Kime sarılmaya kalksam herkesin yüreğinde farklı isimler var. Yoruluyorum, usandırıyorlar beni. "Kendine iyi bak" demekten kendimle ilgilenemez oldum. "Eskide kaldım" diyor bana. "Eski?" diyorum, "Eski kız arkadaşım" diyor. Salak oluyor insan bazen. Eski dedi işte, M.Ö'den bahsetmiyor ya. Yine söyledim o klişe lafı, "Kendine iyi bak." Bakacaksın tabii, bakmayıp da ne yapacaksın. 

Hazır benden de kurtulmuşun, oh kafa rahat şimdi. Yazarsın kıza, ne kadar özlediğini anlatırsın. Meğer ne de çok özlemişin. Öyle çok başka bedenler denemişsin ki, olmamış amına koyayım. "Çok özledim kızım seni" dersin herhalde. Bilmem, ben erkek olsam öyle derdim sanırım. Aramak isterdim şimdi seni. Ne oldu? Barıştınız mı kızlar? Anlattın mı beni? "Bir kızın hayatına girdim, sen yoktun bir boşluk, boşluğu doldurmaya çalıştım ama olmadı işte." 
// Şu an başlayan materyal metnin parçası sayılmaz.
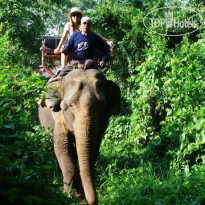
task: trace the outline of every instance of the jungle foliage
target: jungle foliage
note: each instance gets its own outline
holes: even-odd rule
[[[78,204],[62,191],[51,131],[38,123],[46,81],[35,74],[39,39],[49,28],[62,33],[71,6],[114,41],[107,77],[122,90],[121,113],[110,120],[96,164],[99,203],[205,203],[204,25],[184,37],[143,25],[149,10],[181,4],[205,18],[198,0],[1,0],[1,204]]]

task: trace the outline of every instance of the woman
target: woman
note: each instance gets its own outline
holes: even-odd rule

Burada benim ne olduğum iki tarafında umurunda değil elbette. Mevzu iki kişilik. Ben kim köpek zaten. Birinin en boktan zamanına dahil oldum hepsi bu. Hiç görmediğim, adını bile bilmediğim bir kadını kıskandım bu akşam. Çünkü kimse bana "Seni çok özledim" demedi. Neden acaba? Kimse özlemiyor beni, ne üzüyor bir bilsen. Ailem dışında şu hayatta kimsenin en değerlisi olamadım. Koyuyor bazı bazı. Demiyorum uğruma şiirler okunsun ama unutulmak herkese dokunuyor galiba. 
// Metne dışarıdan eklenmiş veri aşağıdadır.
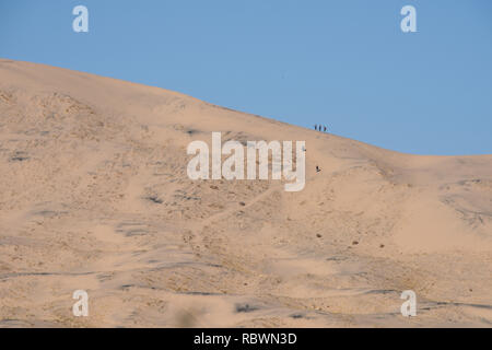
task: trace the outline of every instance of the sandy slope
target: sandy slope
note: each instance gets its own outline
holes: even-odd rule
[[[189,180],[186,147],[212,131],[305,140],[305,189]],[[492,155],[401,154],[0,60],[0,170],[4,327],[492,324]]]

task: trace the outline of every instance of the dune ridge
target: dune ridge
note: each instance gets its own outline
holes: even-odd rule
[[[306,141],[305,188],[188,179],[186,147],[212,131]],[[0,164],[2,327],[492,324],[492,155],[405,154],[0,59]]]

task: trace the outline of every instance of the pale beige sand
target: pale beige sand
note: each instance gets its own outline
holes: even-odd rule
[[[305,189],[189,180],[186,147],[212,131],[305,140]],[[492,324],[492,155],[401,154],[0,60],[0,170],[4,327]]]

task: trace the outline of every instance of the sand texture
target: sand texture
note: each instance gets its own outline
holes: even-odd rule
[[[212,131],[306,141],[304,190],[190,180],[186,148]],[[492,155],[403,154],[0,60],[2,327],[491,327],[491,277]]]

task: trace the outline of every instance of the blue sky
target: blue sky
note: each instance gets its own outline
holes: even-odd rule
[[[89,33],[72,9],[89,9]],[[417,9],[417,33],[400,10]],[[11,0],[0,57],[418,154],[492,153],[490,0]]]

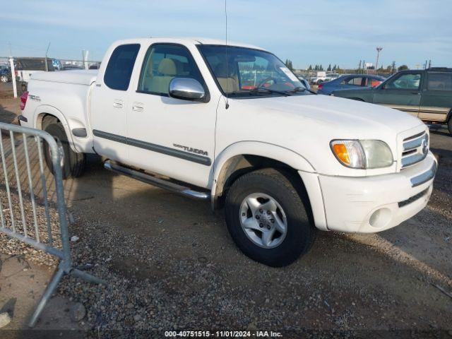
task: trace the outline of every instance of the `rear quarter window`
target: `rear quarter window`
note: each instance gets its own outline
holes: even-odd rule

Oysa hayatının en kötü zamanlarına denk gelmiştim. Huyumdur, bunun üzerine kimseyi tanımam. Nerede kimin en berbat en bunalımlı dönemi var ben orada bitiyorum. Yani evet genelde bir 'hoş geldin' de alıyorum. Sonrası hep güle güle hep mi güle güle. Öyle hep güle güle. Yok ama haklarını yemeyeyim, genelde iyi uğurluyorlar. Tanıdıkları en mükemmel insanmışım, ne kadar iyi biriymişim falan filan. İnsan iyi diye de bu kadar üzülmez ki. Ya kimindi o laf? 
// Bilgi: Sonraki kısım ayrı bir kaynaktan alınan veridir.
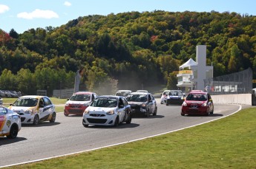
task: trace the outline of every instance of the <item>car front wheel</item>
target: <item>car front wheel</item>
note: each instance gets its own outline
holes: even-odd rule
[[[119,117],[117,116],[115,120],[115,123],[114,124],[114,126],[118,126],[119,124]]]
[[[34,120],[33,120],[33,125],[38,125],[39,123],[39,115],[36,115],[35,116],[35,117],[34,117]]]
[[[153,116],[156,116],[157,114],[157,107],[156,107],[156,108],[154,108],[154,113],[153,113]]]
[[[126,120],[126,124],[131,124],[131,114],[130,113],[128,117],[128,120]]]
[[[10,134],[7,136],[9,139],[15,139],[18,135],[19,128],[16,125],[12,125],[10,129]]]
[[[50,123],[54,123],[56,120],[56,113],[53,113],[51,119],[50,120]]]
"Herkes mutluluğunu istiyorum dedi, ne kastınız vardı mutluluğuma anlamadım" gitti. Standart bir hayatım var benim, ne kurcalıyorsunuz. Pisler ya, ne istediniz de yapmadım. Masaj yaptım, yemek yaptım, gözlerinin içine baktım, sevdim bayağı, hasta oldunuz baktım. Kodumun herifleri ya ben verem olana kadar doktora gitmeyen bir insanım. Ama işte eşek hoşaftan ne anlar. 

Üzgünüm ya, başka kadınlara tercih edilmek, seni deneyip meğer aslında o kızı nasıl sevdiklerini anlamaları. Deneme tahtası mıyım ben? Başım dönüyor, kursağımda bir türlü mideme inmek istemeyen ekmeğin ucu yumru gibi duruyor. Çığlık atmak istiyorum. Nereden öğrendim acaba hatıraları silmeyi? Öyle bir şey öğrendim ben biliyor musun? Bitince bitiyor yani. 

Tamamen siliyorum aklımın da yüreğimin de her bir yerinden. Mesela kazağı var şu an üzerimde. Koklamak aklıma bile gelmiyor. Gitti çünkü, ben güzeli sevmem güzel benim olmayınca. Galiba ben buradan öğrendim bunu. Lakin benim dışımda herkesin unutamadığı birinin olduğunu fark ettim. Bastı en sonunda o kalın kafama. Belkide kadın - erkek ayrımındandır. 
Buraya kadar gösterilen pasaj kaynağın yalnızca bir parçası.